23 de abril de 2019
30 de junio de 2014

La Apdha advierte de la "presión policial" en la provincia sobre las personas inmigrantes

CÁDIZ, 30 Jun. (EUROPA PRESS) -

La Asociación Pro Derechos Humanos de Andalucía (Apdha) ha advertido de la "presión policial" en Cádiz sobre las personas inmigrantes. Alude al último informe del Defensor del Pueblo con respecto al Mecanismo Nacional de Prevención de la Tortura, que destaca a la gaditana como una de las provincias en las que más detenciones se produjeron con motivo de la Ley de Extranjería.

En un comunicado, la Apdha detalla que, con "2.245 personas", Cádiz es "la tercera provincia española y la primera de Andalucía" por número de detenciones con ingreso en calabozo en aplicación de la Ley de Extranjería, sólo por detrás de Madrid y Barcelona.

Este hecho constituye una realidad "preocupante", habida cuenta de que los porcentajes de población en la provincia son "muy inferiores a los de la mayoría de provincias españolas".

Reconoce que en estos datos puede tener una especial influencia el número de personas detenidas que han atravesado el Estrecho durante el año 2013. Recuerda que Cádiz es "frontera sur directa" y, por tanto, es "escenario del sufrimiento, vejaciones y vulneraciones que sufren aquellos africanos que desean entrar en Europa y que sólo encuentran la vía de las vallas o de arriesgar la vida en el mar".

No obstante, argumenta que, desagregados estos datos, Cádiz sigue siendo una de las provincias en las que más detenciones se produjeron, tanto de forma absoluta como en relación a la población extranjera residente.

A modo de ejemplo, expone que en Zaragoza, donde residen "más del doble" de extranjeros que en la provincia de Cádiz, se produjo "la mitad de detenciones una vez eliminado el efecto de la llegada a través del Estrecho". Pero sin salir de Andalucía, el número de detenidos en Cádiz --desagregados los datos de inmigrantes detenidos en patera-- "supera en más de un 30 por ciento a Almería o Granada, que cuadriplican y doblan respectivamente en número de inmigrantes residentes con respecto a Cádiz".

A juicio de la Apdha, estos datos dan "certeza de la persecución policial que sufren los extranjeros que viven en la provincia de Cádiz".

El informe del Defensor del Pueblo también destaca la situación de los Centros de Internamiento de Extranjeros (CIE), haciendo un profundo análisis de las personas que pasaron el último año por esos "muros de la vergüenza".

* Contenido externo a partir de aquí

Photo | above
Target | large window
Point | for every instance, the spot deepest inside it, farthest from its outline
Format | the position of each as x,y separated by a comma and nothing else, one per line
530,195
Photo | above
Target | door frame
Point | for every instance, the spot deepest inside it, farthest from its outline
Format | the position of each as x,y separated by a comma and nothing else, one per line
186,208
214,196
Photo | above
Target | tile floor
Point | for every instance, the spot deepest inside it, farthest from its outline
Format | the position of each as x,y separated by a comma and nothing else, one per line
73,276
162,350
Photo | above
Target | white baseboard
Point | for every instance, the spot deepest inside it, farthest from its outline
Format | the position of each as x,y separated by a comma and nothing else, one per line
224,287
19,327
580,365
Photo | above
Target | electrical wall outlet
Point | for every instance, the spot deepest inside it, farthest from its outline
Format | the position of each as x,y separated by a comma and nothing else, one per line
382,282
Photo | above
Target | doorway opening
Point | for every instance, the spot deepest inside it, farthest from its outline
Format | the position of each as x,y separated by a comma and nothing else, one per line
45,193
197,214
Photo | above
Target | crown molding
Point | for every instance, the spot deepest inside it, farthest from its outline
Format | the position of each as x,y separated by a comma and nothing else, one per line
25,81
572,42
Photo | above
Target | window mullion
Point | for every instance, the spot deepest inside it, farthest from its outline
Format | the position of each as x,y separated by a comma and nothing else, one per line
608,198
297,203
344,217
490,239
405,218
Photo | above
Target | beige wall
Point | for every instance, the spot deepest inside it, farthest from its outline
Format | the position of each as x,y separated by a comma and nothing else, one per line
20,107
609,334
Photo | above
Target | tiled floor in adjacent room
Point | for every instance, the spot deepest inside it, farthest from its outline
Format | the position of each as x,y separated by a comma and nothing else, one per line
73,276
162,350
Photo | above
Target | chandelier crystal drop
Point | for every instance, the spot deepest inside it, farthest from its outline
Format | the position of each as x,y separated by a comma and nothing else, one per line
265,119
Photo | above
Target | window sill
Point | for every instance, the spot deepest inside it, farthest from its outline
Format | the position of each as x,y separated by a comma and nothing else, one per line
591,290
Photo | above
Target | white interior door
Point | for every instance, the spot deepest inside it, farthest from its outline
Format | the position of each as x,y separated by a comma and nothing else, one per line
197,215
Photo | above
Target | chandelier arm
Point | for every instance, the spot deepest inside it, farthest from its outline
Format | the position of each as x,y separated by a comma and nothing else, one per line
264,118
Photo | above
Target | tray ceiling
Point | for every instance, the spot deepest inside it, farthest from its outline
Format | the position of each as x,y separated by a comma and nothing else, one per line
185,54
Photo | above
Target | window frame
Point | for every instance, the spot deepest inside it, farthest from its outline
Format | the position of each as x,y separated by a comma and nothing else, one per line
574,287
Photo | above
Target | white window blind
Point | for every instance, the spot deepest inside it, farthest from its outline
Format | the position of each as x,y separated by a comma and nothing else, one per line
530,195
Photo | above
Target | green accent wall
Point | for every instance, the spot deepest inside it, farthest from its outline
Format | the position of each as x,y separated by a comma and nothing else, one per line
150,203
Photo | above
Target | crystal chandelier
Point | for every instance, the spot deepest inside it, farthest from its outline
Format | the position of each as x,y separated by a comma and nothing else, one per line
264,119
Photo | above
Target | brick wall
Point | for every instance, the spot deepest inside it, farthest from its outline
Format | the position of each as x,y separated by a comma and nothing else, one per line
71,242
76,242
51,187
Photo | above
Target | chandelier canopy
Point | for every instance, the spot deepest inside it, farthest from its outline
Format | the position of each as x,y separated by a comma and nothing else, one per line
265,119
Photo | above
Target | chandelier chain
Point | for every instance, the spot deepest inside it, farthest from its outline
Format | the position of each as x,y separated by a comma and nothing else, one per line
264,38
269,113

En este sentido, también destaca la "desgracia" de que la provincia gaditana acoja dos de estos centros --uno satélite del otro, el de Punta Paloma en Tarifa--, cuya desaparición exige un número cada vez mayor de organizaciones. De nuevo destaca el CIE de Algeciras en el informe del Defensor del Pueblo, "con 2.484 internados en 2013, muy cerca de Madrid, con 2.694 internados y bastante por encima del siguiente CIE, el de Barcelona con 1.584".

El Informe también señala que la inmensa mayoría de los internados en el CIE de Algeciras-Tarifa son hombres --sólo 160 mujeres durante el año 2013, frente a 2.324 hombres--. Por nacionalidades, son los procedentes de Marruecos los que encabezan la lista, con 778 internados, pero también hay un importante contingente de Malí (294), Chad (249) y Camerún (225).

"IRREGULARIDAD SOBREVENIDA"

A todo ello, la Apdha añade la realidad de aquellos inmigrantes que residen en la provincia y que, por diversas razones, especialmente por la crisis, han perdido su autorización de residencia, lo que se ha venido a llamar "irregularidad sobrevenida". Afirma que estas personas padecen una "persecución policial de intensidad muy superior a la de la mayoría de las restantes provincias españolas".

En este sentido, acusa al subdelegado del Gobierno en Cádiz, Javier de Torre, de utilizar "la represión de forma ampliamente indiscriminada sobre los colectivos más vulnerables, sea en forma de multas a los colectivos que ejercen su derecho a protestar, sea con la persecución policial a los inmigrantes".

Por todo ello, la Apdha exige al Gobierno, y especialmente a la Subdelegación del Gobierno en Cádiz, que "abandone su política de criminalización de la inmigración y sea consciente de la realidad de crisis, paro, desempleo y pobreza en la que vive una buena parte de la sociedad gaditana y que padece especialmente la población inmigrante".

Defiende que, ante esta situación, "la respuesta no puede ser policial como está siendo en la provincia de Cádiz, sino que debería consistir en flexibilizar los criterios de las renovaciones, evitar la irregularidad sobrevenida y favorecer la integración".